8 Os profetas que já houve antes de mim e antes de ti desde a antigüidade, profetizaram contra muitos países e contra grandes reinos acerca de guerra, de mal e de peste.

9 Quanto ao profeta que profetizar de paz, quando se cumprir a palavra do profeta, será conhecido o profeta, que, na verdade, foi enviado por Jeová.

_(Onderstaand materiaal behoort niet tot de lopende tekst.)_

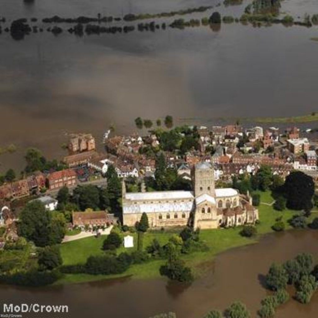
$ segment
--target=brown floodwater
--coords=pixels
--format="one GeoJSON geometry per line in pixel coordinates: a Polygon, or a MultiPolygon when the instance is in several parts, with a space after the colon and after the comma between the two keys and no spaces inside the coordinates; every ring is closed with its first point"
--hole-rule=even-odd
{"type": "MultiPolygon", "coordinates": [[[[72,318],[101,315],[148,318],[168,311],[176,313],[178,318],[201,318],[211,309],[223,310],[239,300],[254,317],[261,300],[270,294],[263,285],[271,264],[304,252],[311,253],[317,262],[317,243],[318,231],[293,230],[267,235],[258,244],[219,254],[210,264],[209,273],[187,288],[163,279],[123,279],[35,289],[3,286],[0,298],[5,303],[67,305],[69,313],[59,316],[72,318]]],[[[293,292],[291,292],[292,295],[293,292]]],[[[314,318],[317,311],[316,292],[309,304],[291,299],[278,310],[275,317],[314,318]]],[[[54,316],[47,314],[43,316],[54,316]]]]}
{"type": "MultiPolygon", "coordinates": [[[[223,1],[35,0],[26,5],[22,0],[1,0],[0,16],[7,19],[1,24],[3,30],[22,17],[38,18],[35,24],[41,25],[41,19],[55,14],[122,16],[219,2],[223,1]]],[[[239,17],[249,2],[227,7],[222,3],[217,9],[183,17],[201,18],[215,10],[239,17]]],[[[282,2],[281,11],[301,20],[306,12],[318,13],[318,4],[316,0],[288,0],[282,2]]],[[[157,20],[169,24],[176,17],[157,20]]],[[[255,28],[237,23],[223,24],[218,31],[168,28],[82,38],[66,31],[56,37],[45,31],[19,41],[3,31],[0,147],[13,143],[18,150],[0,156],[0,173],[9,167],[22,169],[28,147],[60,158],[67,133],[91,132],[100,145],[111,124],[118,133],[131,132],[140,116],[199,117],[212,120],[211,124],[220,116],[316,111],[318,44],[310,39],[317,35],[317,26],[255,28]]]]}

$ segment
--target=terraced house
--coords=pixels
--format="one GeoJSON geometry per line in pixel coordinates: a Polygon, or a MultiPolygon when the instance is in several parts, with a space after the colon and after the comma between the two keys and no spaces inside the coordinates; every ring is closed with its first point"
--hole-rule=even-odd
{"type": "Polygon", "coordinates": [[[216,228],[258,219],[250,198],[231,188],[215,188],[214,169],[210,163],[197,163],[191,173],[194,191],[126,193],[123,183],[123,224],[133,226],[147,213],[152,227],[190,225],[216,228]]]}

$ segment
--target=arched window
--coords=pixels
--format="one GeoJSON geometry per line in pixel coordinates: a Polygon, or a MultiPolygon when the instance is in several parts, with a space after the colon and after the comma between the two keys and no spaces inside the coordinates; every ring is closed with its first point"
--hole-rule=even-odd
{"type": "Polygon", "coordinates": [[[225,206],[227,208],[230,208],[231,207],[231,201],[229,200],[226,200],[225,206]]]}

10 O profeta Hananias, tirando o canzil do pescoço do profeta Jeremias o quebrou,

11 e falou na presença de todo o povo: Assim diz Jeová: Deste modo dentro de dois anos quebrarei o jugo de Nabucodonozor, rei de Babilônia, de sobre o pescoço de todas as nações. Foi-se o profeta Jeremias o seu caminho.

12 Depois de ter o profeta Hananias quebrado o canzil de sobre o pescoço do profeta Jeremias, veio a palavra de Jeová a Jeremias, dizendo:

13 Vai, e dize a Hananias: Assim diz Jeová: Quebraste os canzis de madeira, mas em vez deles farás canzis de ferro:

14 Pois assim diz Jeová dos exércitos, Deus de Israel: Pus um jugo de ferro sobre o pescoço de todas estas nações, para que sirvam a Nabucodonozor, rei de Babilônia; e o servirão. Também lhe dei os animais do campo.

15 Disse o profeta Jeremias ao profeta Hananias: Ouve agora, Hananias; Jeová não te enviou, tu, porém, fazes que este povo confie numa mentira.

16 Portanto assim diz Jeová: Eis que te lançarei de sobre a face da terra. Este ano morrerás, porque pregaste rebelião contra Jeová.

17 Morreu, pois, o profeta Hananias no mesmo ano no sétimo mês.